Facebook’s No Opt-Out Phone Number Look Up Option
Why Is There no Opt Out Feature?
Perhaps the reason why Facebook doesn’t allow users to skip this step is because it’s profiting off of them. Facebook admitted last year that it was using users’ phone numbers to target them with ads. The two-factor authentication Facebook hassles its users to go through is yet another way to bombard them with targeted advertisements. Not only is it a marketing strategy by Facebook owners, but this option also enables internet users to look up a user profile based on the same phone number. This is an immediate violation of privacy and the reason why users are fed up with Facebook’s policies.
Zeynep Tufekci, security expert and academic tweeted saying: “Using security to further weaken privacy is a lousy move — especially since phone numbers can be hijacked to weaken security,” referring to SIM swapping. He also said that users can “no longer keep private the phone number that [they] provided only for security to Facebook.”
The commotion aroused after a tweet by Jeremy Burge surfaced, criticizing Facebook’s collection and use of phone numbers. According to Jeremy, “a phone number is a unique ID that is used to link your identity across every platform on the internet.” Check out the tweet below.
Facebook’s No Opt-Out Option
Although Facebook users can hide their phone number on their profile so no one can see it, there’s no way to hide it completely. There are different ways in which one can “look up” user profiles. According to a Facebook help article, this is possible “when someone uploads your contact info to Facebook from their mobile phone.”

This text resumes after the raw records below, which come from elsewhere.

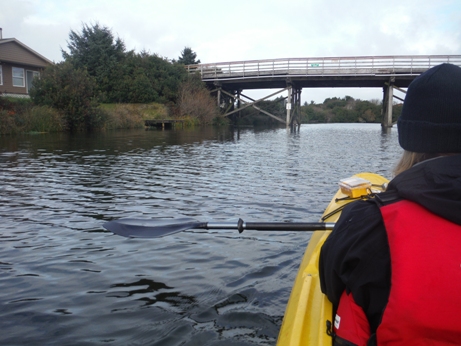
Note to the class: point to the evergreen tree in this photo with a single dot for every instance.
(97, 50)
(188, 57)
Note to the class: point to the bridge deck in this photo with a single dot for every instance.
(320, 72)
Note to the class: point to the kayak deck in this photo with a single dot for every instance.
(308, 309)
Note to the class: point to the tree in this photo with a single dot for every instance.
(97, 50)
(188, 57)
(72, 92)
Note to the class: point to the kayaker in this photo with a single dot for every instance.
(392, 265)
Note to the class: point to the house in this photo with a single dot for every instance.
(19, 65)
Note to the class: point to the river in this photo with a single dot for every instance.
(65, 280)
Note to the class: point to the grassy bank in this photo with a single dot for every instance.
(20, 115)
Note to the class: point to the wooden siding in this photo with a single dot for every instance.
(7, 86)
(13, 52)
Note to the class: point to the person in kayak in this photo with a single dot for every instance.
(392, 264)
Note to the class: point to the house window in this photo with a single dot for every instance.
(18, 77)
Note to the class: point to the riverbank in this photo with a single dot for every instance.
(20, 115)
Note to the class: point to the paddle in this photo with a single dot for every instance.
(155, 228)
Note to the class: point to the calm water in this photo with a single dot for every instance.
(64, 280)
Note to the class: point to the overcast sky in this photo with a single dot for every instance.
(239, 30)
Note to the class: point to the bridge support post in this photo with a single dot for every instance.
(387, 104)
(288, 121)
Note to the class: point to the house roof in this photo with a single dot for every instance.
(17, 52)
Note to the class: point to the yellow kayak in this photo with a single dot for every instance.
(308, 309)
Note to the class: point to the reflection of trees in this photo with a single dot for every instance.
(146, 287)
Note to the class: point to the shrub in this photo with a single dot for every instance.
(73, 93)
(195, 101)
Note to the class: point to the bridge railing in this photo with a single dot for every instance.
(329, 66)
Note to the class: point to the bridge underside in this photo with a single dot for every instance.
(279, 82)
(229, 79)
(233, 87)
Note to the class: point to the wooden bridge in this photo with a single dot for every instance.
(294, 74)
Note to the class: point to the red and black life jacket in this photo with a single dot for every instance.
(424, 306)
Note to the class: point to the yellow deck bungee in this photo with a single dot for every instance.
(308, 309)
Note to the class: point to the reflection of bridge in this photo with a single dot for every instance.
(387, 72)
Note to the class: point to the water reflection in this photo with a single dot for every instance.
(65, 280)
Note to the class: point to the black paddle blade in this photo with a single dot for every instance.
(151, 228)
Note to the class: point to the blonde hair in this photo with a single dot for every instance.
(409, 159)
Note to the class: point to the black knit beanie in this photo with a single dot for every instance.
(431, 115)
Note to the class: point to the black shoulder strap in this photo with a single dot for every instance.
(386, 198)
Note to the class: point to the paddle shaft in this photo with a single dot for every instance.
(271, 226)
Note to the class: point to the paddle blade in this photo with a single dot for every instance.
(151, 228)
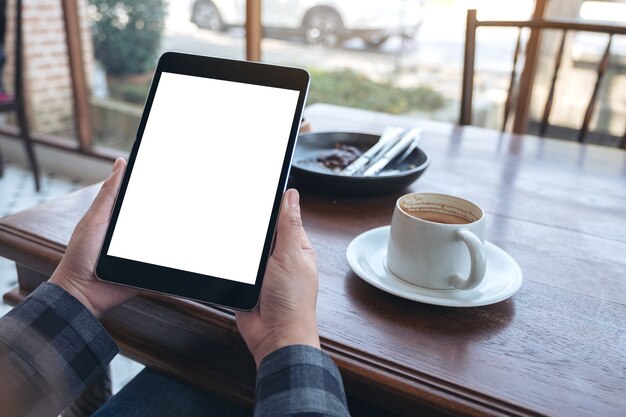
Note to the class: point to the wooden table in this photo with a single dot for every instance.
(558, 347)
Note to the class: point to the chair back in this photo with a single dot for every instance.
(524, 90)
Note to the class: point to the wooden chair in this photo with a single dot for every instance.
(16, 103)
(565, 26)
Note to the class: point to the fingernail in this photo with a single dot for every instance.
(294, 199)
(117, 164)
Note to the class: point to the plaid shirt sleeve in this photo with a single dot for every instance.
(299, 381)
(51, 349)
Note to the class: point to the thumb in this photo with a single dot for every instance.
(289, 230)
(103, 204)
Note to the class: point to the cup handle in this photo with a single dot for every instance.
(478, 262)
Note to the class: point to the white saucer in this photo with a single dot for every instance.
(367, 255)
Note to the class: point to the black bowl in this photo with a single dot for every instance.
(308, 172)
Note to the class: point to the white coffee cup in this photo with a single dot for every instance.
(436, 241)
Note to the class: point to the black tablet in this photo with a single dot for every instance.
(196, 211)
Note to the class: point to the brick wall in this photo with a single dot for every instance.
(46, 67)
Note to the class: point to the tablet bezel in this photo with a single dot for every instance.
(187, 284)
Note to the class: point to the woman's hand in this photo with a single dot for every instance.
(286, 311)
(76, 273)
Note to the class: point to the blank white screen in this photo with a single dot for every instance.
(201, 191)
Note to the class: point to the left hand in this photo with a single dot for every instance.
(76, 273)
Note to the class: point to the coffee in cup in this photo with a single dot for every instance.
(436, 241)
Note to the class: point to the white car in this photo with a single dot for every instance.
(320, 22)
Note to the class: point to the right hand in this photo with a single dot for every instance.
(286, 311)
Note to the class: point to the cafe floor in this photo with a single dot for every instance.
(17, 192)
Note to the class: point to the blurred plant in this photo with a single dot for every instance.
(349, 88)
(127, 34)
(344, 88)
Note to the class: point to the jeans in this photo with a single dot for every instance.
(155, 395)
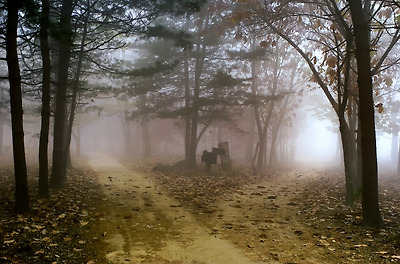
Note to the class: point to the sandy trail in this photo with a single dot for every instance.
(144, 225)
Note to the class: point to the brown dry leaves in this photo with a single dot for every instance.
(56, 230)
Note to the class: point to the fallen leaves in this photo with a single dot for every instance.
(56, 230)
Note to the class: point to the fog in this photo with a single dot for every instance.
(316, 142)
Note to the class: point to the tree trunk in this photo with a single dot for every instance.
(45, 118)
(146, 138)
(394, 146)
(398, 161)
(75, 89)
(370, 200)
(195, 104)
(21, 179)
(348, 159)
(58, 174)
(187, 105)
(126, 131)
(250, 140)
(1, 132)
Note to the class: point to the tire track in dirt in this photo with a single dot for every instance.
(263, 217)
(144, 225)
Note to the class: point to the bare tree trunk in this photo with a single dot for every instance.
(58, 174)
(75, 89)
(21, 179)
(370, 193)
(1, 131)
(394, 147)
(348, 158)
(398, 161)
(146, 138)
(45, 119)
(187, 105)
(250, 141)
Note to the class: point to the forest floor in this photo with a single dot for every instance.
(111, 213)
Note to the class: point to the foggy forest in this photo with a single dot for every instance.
(199, 131)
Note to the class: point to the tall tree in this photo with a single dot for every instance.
(58, 174)
(45, 120)
(361, 16)
(21, 179)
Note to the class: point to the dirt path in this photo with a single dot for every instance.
(144, 225)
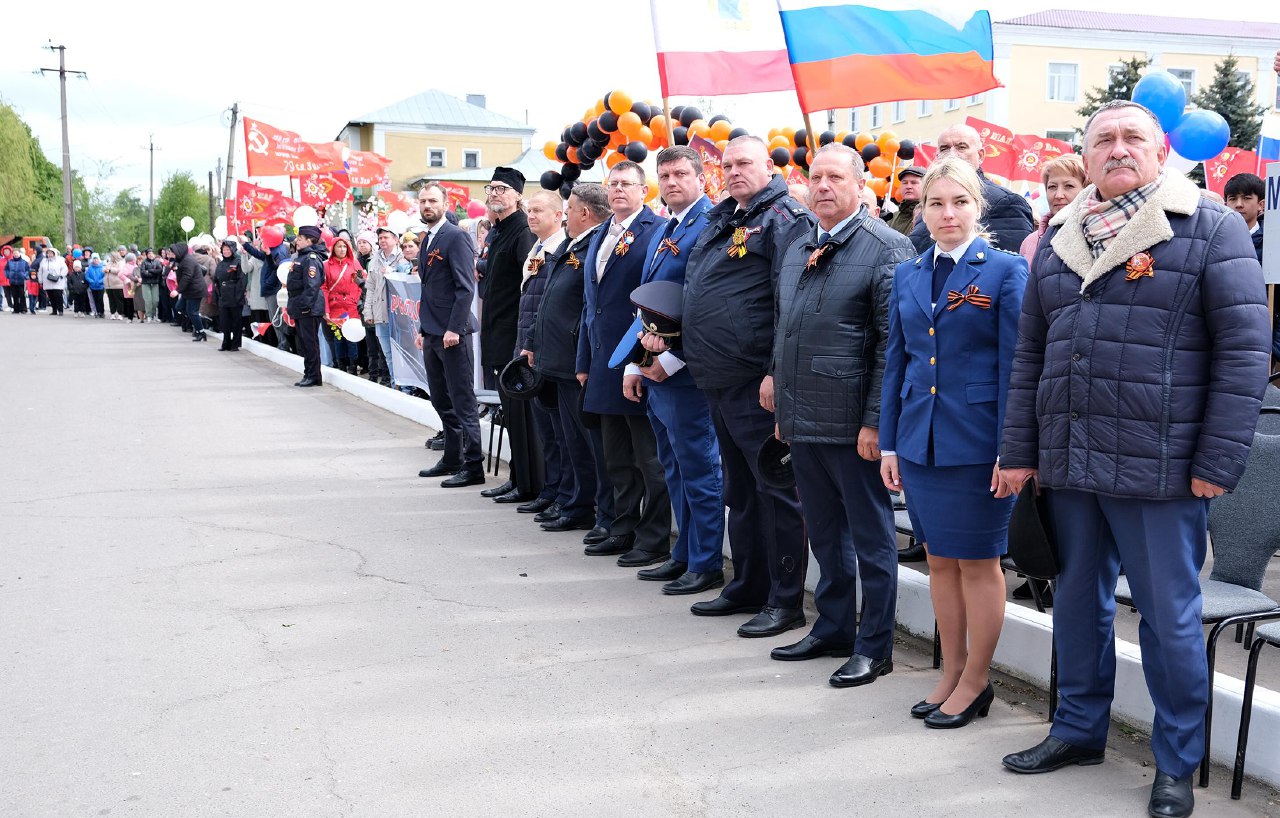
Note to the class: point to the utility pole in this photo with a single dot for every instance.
(231, 151)
(68, 205)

At least Facebook restricted users from looking up other people’s profiles using someone’s phone number. Many criticized Facebook’s decision to turn phone numbers into “lookups,” as “unconscionable”. When a user gives Facebook a phone number for the two-factor, it “becomes targetable by an advertiser within a couple of weeks.”
Violation of Privacy with Phone Numbers
If a user doesn’t like the two-factor authentication, he/she can set it up without using a phone number. This hasn’t been obligatory for additional login security since May 2018. However, there are cases of Facebook collecting users’ phone numbers whether the users allowed it or not.
In 2017, A Telegraph reporter expressed her frustration about Facebook finding and making use of her phone number. She said, “not given Facebook my number, was unaware that it had found it from other sources, and did not know it could be used to look me up.”
Facebook spokesperson Jay Nancarrow claimed that the settings “are not new,” and that “the setting applies to any phone numbers you added to your profile and isn’t specific to any feature.” Facebook responded to these concerns saying: “We appreciate the feedback we’ve received about these settings and will take it into account.”
Security experts suggest that privacy-conscious users switch their “look up” settings to “Friends”. This will help them avoid privacy-related issues. Facebook refused to comment on whether or not will allow users to users to opt-out of the setting. The company also explained that the reason behind having “everyone” by default is to make finding people you know easier.
Facebook’s Whatsapp also uses your phone number as the main way to create your account. Although Facebook has long had a strategy to integrate the two services, it ran into minor setbacks along the way. As long as you know how to make use of Whatsapp’s encryption, the dilemma of privacy and security is no longer a concern.